In order to compare the detection speed of the model more intuitively, ResNet and VGGNet-16 models are selected as the comparison networks. The detection speed histograms of ResNet, VGGNet-16 and MGMADS-3 models in X-ray image data and CT image data are shown in Fig. 10.

Figure 10
figure 10

The detection speed comparisons of the three models.

As shown in Fig. 10, on the X-ray images data, the detection speeds for each image of ResNet, VGGNet-16 and MGMADS-3 model are 12.24 ms, 10.09 ms, 6.09 ms, and on the CT images data, the detection speeds are 10.37 ms, 7.83 ms, 4.23 ms. It can be seen obviously that the detection speeds are improved to a new level either on X-ray images or CT images. It is further verified that the proposed model can detect and classify COVID-19 faster.

Receiver operating characteristic curves

The Receiver Operating Characteristics (ROC) curve is the plot of True Positive Rate (TPR) against False Positive Rate (FPR). It represents the diagnostic ability of the model by measuring the degree of separability among different classes. The ROC curves on the X-ray images data and CT images data are shown in Fig. 11.

Figure 11
figure 11

ROC analysis curves of different models in X-ray and CT images.

The higher the area under the curve (AUC), the better is the model in distinguishing among different classes. From Fig. 11, the AUC of ResNet, VGGNet-16 and MGMADS-3 are 0.86, 0.69, and 0.97 on X-ray images data, and 0.93, 0.70, and 0.98 on CT images data.

Comparison to the related literatures

Considering the related reports published in 2020, the comparisons between the literatures mentioned in the Section ‘Introduction’ and our proposed models are summarized in Table 4. The number in the bracket of the third column represents 2, 3, and 4 classifications.

Table 4 Model performance comparison.

As shown in the Table 4, the MGMADS-3 network model proposed in this paper has achieved better classification effects than the other models whether of four-classification on X-ray images or binary classification on CT images.

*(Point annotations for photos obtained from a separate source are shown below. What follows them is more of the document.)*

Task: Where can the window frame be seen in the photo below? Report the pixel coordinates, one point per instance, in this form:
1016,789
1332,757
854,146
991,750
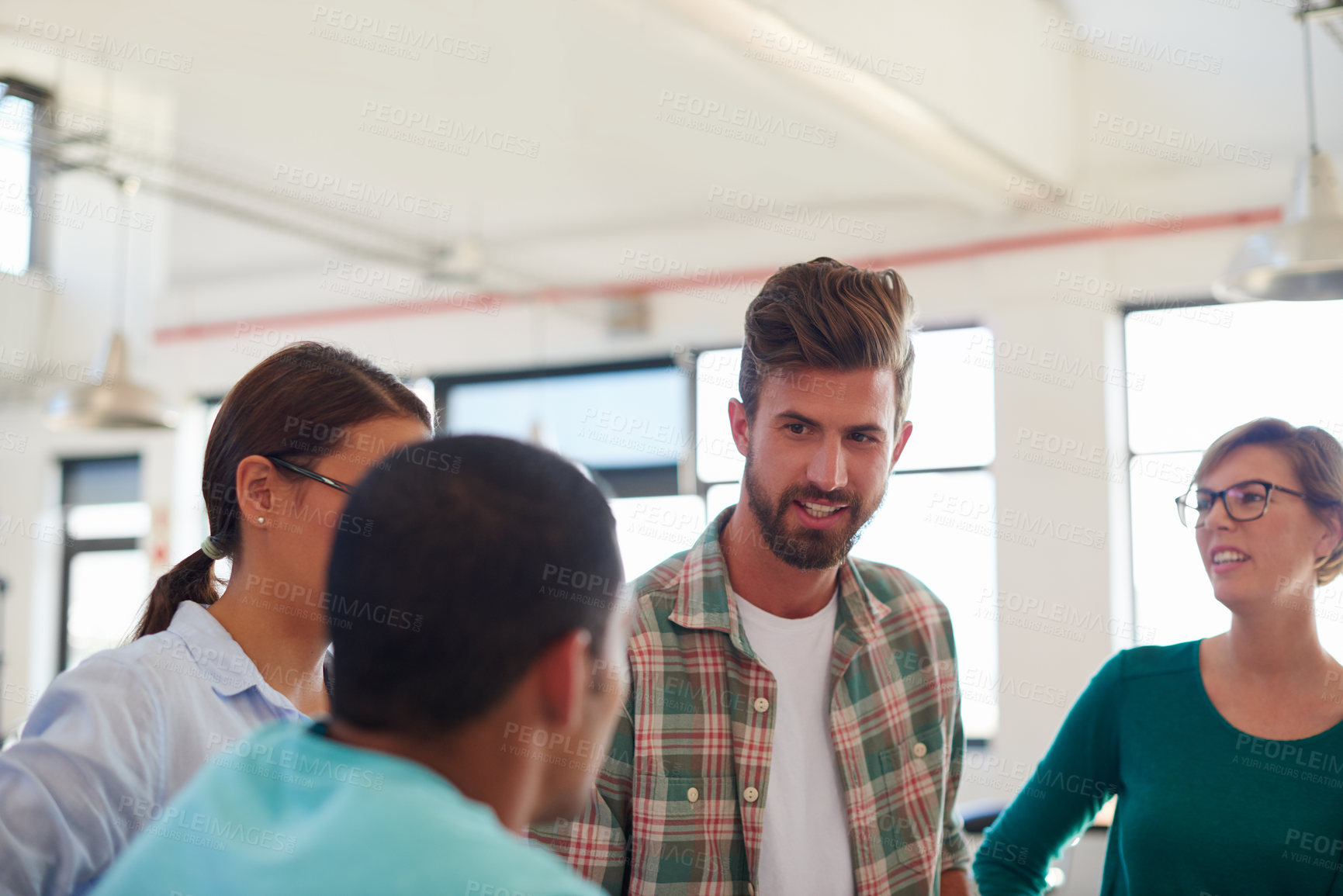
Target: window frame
40,100
1126,310
444,386
74,547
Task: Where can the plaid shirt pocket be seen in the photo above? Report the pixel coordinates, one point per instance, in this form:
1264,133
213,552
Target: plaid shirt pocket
909,798
687,835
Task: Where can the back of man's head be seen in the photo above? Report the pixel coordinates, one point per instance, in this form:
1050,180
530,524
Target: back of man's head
445,602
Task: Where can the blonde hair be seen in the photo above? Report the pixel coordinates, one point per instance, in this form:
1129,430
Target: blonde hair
829,316
1315,455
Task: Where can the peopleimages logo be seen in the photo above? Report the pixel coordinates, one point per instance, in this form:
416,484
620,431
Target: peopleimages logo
102,43
794,214
1127,49
1089,200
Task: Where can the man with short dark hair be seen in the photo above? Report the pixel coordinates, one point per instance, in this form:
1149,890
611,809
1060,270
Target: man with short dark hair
479,638
794,718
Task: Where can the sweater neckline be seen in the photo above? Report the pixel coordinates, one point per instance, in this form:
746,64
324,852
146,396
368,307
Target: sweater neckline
1208,701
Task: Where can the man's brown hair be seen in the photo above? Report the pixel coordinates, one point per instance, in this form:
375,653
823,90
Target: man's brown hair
829,316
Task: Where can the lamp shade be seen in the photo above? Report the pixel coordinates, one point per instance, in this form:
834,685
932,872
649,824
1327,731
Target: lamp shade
1302,258
113,403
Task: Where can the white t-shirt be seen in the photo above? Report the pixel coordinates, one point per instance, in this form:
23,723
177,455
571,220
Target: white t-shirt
805,842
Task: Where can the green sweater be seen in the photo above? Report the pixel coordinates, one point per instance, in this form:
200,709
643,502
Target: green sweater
1203,809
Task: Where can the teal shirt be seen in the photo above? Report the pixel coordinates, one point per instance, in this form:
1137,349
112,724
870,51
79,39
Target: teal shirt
1203,809
292,811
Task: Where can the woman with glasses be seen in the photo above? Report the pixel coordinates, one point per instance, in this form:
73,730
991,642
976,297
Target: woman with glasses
113,739
1227,754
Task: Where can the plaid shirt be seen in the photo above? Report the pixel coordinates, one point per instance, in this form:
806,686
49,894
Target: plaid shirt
680,798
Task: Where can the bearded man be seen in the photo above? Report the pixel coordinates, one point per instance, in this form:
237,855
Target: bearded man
793,725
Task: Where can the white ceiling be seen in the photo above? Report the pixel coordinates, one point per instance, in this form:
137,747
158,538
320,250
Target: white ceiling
587,80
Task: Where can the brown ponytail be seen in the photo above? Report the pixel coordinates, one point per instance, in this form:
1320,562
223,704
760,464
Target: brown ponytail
299,390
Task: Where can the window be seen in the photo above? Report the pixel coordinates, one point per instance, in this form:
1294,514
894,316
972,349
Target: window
1205,370
626,424
20,108
106,573
944,465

There are two reasons for the better classification effect of the proposed model. First, the MGMA can effectively extract more features information from different subspaces and learn the correlation information of small targets. Second, the depthwise separable convolution substituting the standard convolution can reduce the number of model parameters. Compared with the typical convolutional structures, the proposed MGMADS-CNN model with lighter structure is featured as faster detection speed, higher classification accuracy, and better efficiency.

Conclusion

In the paper, a new CNN model named MGMADS-CNN is proposed, which is based on multi-head attention mechanism and depthwise separable convolution. The MGMADS-CNN model has the advantages of small size, fast detection speed and high accuracy. The MGMADS-CNN model can extract small target information from different subspaces by the multi-head attention mechanism, thus improve the accuracy of the model. Compared with the standard convolution, the depthwise separable convolution reduces the number of model calculation parameters, thus reduces the size of the model and improving the detection speed of the model. The model proposed in this paper not only improves the practicability of COVID-19 classification, but also provides a novel idea for computer-aided diagnosis (CAD).